Paddenstoelen langs de weg
Wie gaat wandelen met Eugen Pawlowski komt niet erg ver: Op een stukje route van 100 meter heeft hij onderweg al ontelbaar veel paddenstoelen gespot.
De verschillende soorten zijn te herkennen aan de vorm van de hoed, soort lamellen, porositeit of elasticiteit van de steel en soms ook aan de hand van de geur. Wie kent hem niet: het eekhoorntjesbrood! Hij behoort tot boleten (Boletaceae). Dat is de naam van de familie van paddenstoelen die onder hun hoed geen lamellen hebben maar een stelsel van fijne buisje waar, als ze rijp zijn, de sporen uit vallen. Veel van deze boleten zijn eetbaar, maar er zijn ook een paar soorten die misselijkheid veroorzaken of giftig zijn. In het Papenbusch bij Meppen groeit de roodsteelfluweelboleet (Xerocomus chrysenteron).

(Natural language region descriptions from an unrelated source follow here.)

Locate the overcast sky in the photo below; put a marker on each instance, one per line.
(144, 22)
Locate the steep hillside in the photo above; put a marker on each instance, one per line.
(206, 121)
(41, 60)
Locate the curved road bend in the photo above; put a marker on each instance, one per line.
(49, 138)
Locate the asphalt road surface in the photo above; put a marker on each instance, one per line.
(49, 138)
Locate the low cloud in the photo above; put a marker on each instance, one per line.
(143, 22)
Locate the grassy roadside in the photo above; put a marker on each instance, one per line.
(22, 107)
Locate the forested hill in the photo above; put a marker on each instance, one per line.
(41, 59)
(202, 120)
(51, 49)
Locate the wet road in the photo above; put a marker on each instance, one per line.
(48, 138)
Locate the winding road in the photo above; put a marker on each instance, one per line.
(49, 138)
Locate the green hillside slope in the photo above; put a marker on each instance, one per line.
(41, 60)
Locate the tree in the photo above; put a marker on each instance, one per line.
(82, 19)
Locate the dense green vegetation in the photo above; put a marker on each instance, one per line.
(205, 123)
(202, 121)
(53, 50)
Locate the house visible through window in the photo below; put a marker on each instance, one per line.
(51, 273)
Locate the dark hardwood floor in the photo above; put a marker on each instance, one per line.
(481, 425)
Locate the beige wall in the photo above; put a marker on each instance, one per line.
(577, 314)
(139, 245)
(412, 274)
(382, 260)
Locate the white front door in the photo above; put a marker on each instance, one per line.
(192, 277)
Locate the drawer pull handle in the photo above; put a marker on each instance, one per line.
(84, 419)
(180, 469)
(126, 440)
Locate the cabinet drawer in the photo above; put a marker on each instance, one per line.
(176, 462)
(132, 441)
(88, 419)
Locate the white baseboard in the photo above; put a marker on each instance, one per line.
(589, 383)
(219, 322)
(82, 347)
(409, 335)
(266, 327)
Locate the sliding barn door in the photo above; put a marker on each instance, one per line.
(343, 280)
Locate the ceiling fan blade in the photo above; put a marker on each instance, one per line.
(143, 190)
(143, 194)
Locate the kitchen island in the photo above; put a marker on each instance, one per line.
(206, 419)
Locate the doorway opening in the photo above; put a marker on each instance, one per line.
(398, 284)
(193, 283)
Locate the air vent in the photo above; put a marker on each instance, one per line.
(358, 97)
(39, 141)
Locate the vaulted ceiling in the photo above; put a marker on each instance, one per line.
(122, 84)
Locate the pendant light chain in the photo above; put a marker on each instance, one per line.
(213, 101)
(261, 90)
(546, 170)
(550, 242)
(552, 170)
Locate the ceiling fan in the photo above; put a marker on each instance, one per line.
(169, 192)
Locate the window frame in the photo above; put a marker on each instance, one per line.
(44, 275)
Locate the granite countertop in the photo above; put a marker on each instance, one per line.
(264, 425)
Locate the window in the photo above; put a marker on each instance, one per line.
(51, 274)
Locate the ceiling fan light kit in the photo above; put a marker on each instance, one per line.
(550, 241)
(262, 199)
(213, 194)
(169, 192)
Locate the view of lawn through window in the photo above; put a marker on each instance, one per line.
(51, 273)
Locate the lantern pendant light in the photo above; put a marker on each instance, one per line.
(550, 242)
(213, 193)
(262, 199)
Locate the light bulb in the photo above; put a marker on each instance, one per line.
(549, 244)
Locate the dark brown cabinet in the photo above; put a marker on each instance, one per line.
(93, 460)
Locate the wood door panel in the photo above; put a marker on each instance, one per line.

Deze eetbare paddenstoel heeft een vrij neutrale smaak en geur en is vaak in loofbossen te vinden. Hij wordt redelijk snel zacht, waardoor hij minder geliefd is bij paddenstoelenplukkers. Een andere telg uit de boletenfamilie, de gele ringboleet (Suillus grevillei), die onder lariks groeit, is alleen eetbaar als het slijmerige deel van de hoed is verwijderd.

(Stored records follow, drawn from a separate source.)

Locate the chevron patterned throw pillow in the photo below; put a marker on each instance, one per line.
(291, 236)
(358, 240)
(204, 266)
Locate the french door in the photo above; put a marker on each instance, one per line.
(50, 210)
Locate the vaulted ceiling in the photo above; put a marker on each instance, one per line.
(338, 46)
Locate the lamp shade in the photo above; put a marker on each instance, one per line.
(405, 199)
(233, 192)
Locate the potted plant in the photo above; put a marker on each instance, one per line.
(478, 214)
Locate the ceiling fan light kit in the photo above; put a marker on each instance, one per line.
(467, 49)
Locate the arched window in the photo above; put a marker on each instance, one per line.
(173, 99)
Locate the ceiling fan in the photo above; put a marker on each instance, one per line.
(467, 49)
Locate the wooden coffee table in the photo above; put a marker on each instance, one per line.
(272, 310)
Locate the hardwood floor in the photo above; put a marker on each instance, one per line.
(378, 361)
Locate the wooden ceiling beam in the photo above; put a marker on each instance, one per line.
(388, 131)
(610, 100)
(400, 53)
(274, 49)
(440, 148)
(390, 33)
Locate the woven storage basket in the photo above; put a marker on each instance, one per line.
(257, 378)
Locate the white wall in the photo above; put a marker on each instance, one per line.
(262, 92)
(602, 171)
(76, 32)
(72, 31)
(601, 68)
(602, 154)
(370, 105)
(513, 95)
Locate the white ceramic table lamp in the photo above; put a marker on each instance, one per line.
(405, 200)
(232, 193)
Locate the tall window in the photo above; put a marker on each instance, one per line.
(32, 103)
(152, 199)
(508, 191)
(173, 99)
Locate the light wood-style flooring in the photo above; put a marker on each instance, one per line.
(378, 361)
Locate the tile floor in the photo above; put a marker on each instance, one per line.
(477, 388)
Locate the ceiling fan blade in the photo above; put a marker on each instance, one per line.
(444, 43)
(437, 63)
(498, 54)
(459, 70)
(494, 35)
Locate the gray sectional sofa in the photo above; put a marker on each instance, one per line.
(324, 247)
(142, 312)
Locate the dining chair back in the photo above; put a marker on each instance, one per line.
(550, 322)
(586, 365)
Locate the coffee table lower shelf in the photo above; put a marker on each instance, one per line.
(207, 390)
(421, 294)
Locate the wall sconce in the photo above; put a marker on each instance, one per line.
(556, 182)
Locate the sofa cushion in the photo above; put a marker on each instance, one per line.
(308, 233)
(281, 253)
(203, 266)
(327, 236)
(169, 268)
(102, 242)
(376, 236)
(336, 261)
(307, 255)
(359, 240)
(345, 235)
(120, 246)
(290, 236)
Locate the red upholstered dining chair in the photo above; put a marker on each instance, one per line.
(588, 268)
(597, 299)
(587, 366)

De bossen in het Natuurpark zijn ook rijk aan fopzwammen (Laccaria), waarvan de schubbige fopzwam en de amethistzwam (ook wel: rodekoolzwam) de meest bekende zijn. Deze fopzwammen hebben duidelijke lamellen, net als de parasolzwam (Macrolepiota procera) die gigantische afmetingen kan bereiken. Fopzwammen en parasolzwammen zijn geliefd bij plukkers. Eugen Pawlowski wijst op de gewone zwavelkop (Hypholoma fasciculare), die in groepjes aan de voet van dode bomen langs de weg groeit. Hij vormt donkere sporen in de lamellen, die kenners gebruiken om deze soort te onderscheiden van andere soorten in de zwavelkopfamilie: Onder uv-licht zullen de lamellen van de gewone zwavelkop groen oplichten – een duidelijk herkenningsteken! Deze soort is bitter en giftig en veroorzaakt misselijkheid en braken. Beslist niet geschikt voor in de keuken dus!

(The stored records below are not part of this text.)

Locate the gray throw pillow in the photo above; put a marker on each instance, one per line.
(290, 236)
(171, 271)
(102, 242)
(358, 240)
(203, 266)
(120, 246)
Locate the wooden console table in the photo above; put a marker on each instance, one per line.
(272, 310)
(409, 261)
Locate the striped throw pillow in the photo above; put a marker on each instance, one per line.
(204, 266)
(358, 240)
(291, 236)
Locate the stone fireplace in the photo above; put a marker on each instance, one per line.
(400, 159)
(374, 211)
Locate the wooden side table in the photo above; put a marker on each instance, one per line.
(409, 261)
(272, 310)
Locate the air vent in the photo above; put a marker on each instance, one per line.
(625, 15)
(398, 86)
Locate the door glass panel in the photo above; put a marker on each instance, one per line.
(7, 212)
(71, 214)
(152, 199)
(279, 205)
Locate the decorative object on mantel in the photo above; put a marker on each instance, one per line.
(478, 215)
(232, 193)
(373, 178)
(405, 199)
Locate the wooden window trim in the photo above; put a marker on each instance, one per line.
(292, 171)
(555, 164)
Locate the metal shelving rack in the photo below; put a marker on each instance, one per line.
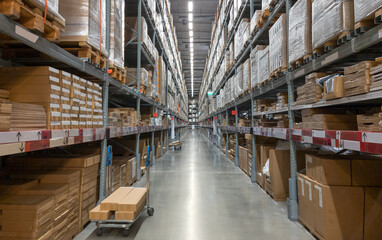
(27, 141)
(366, 46)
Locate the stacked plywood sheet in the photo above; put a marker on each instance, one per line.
(59, 192)
(5, 111)
(324, 119)
(376, 75)
(126, 203)
(27, 217)
(357, 79)
(310, 92)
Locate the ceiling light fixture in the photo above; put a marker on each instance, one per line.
(190, 6)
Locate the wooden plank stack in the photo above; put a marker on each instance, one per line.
(126, 203)
(5, 111)
(357, 79)
(370, 122)
(60, 211)
(310, 92)
(27, 217)
(328, 119)
(282, 100)
(376, 75)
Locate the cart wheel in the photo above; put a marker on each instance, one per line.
(150, 211)
(125, 232)
(99, 232)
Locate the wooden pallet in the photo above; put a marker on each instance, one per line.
(32, 18)
(86, 52)
(278, 72)
(331, 44)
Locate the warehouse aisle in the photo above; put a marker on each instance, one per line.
(198, 194)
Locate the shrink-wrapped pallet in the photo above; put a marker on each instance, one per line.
(300, 30)
(365, 9)
(131, 29)
(255, 65)
(263, 65)
(238, 81)
(117, 38)
(277, 46)
(247, 75)
(330, 19)
(85, 22)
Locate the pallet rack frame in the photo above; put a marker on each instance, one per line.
(28, 141)
(369, 142)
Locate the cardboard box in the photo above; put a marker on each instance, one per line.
(338, 211)
(373, 213)
(329, 170)
(366, 172)
(334, 88)
(111, 202)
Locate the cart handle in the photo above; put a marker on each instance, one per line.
(148, 156)
(108, 156)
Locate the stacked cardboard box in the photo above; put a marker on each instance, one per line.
(27, 217)
(59, 192)
(255, 65)
(328, 119)
(310, 92)
(370, 121)
(357, 79)
(339, 196)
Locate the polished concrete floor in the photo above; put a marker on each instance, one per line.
(198, 194)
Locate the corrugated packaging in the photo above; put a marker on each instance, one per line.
(277, 45)
(85, 21)
(117, 36)
(300, 30)
(331, 18)
(364, 9)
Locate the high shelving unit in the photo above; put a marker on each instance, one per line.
(357, 47)
(114, 92)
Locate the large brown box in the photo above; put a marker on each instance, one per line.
(329, 170)
(338, 212)
(373, 213)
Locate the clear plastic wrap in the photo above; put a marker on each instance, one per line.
(238, 81)
(85, 20)
(364, 9)
(300, 30)
(263, 65)
(247, 75)
(330, 18)
(117, 21)
(277, 45)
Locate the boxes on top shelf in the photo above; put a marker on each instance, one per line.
(300, 31)
(85, 22)
(331, 20)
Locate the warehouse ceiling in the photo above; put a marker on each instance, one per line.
(203, 18)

Heel opvallend van uiterlijk zijn de geweizwam (Xylaria hypoxylon) en het felgekleurde koraalzwammetje (Calocera), dat zijn oranje kleur dankt aan carotenoïden.Het zijn zogeheten zakjeszwammen, met inwendige sporen, die op het eerste gezicht aan koraal doen denken. Anders dan koraal zijn ze buigzaam en elastisch. Ze groeien op rottende stronken en takken en bieden met hun geweiachtige vertakkingen en oranje kleur een bijzondere aanblik. Ook een opvallende paddenstoel is de witte kluifzwam (Helvella crispa). Als je niet goed kijkt, denk je dat iemand zijn zakdoek heeft laten vallen…! Eén ding maakt deze wandeling met een paddenstoelenkenner duidelijk: Om de bijzonderheden van de natuur te kunnen ontdekken moet je goede ogen en een aandachtige blik hebben.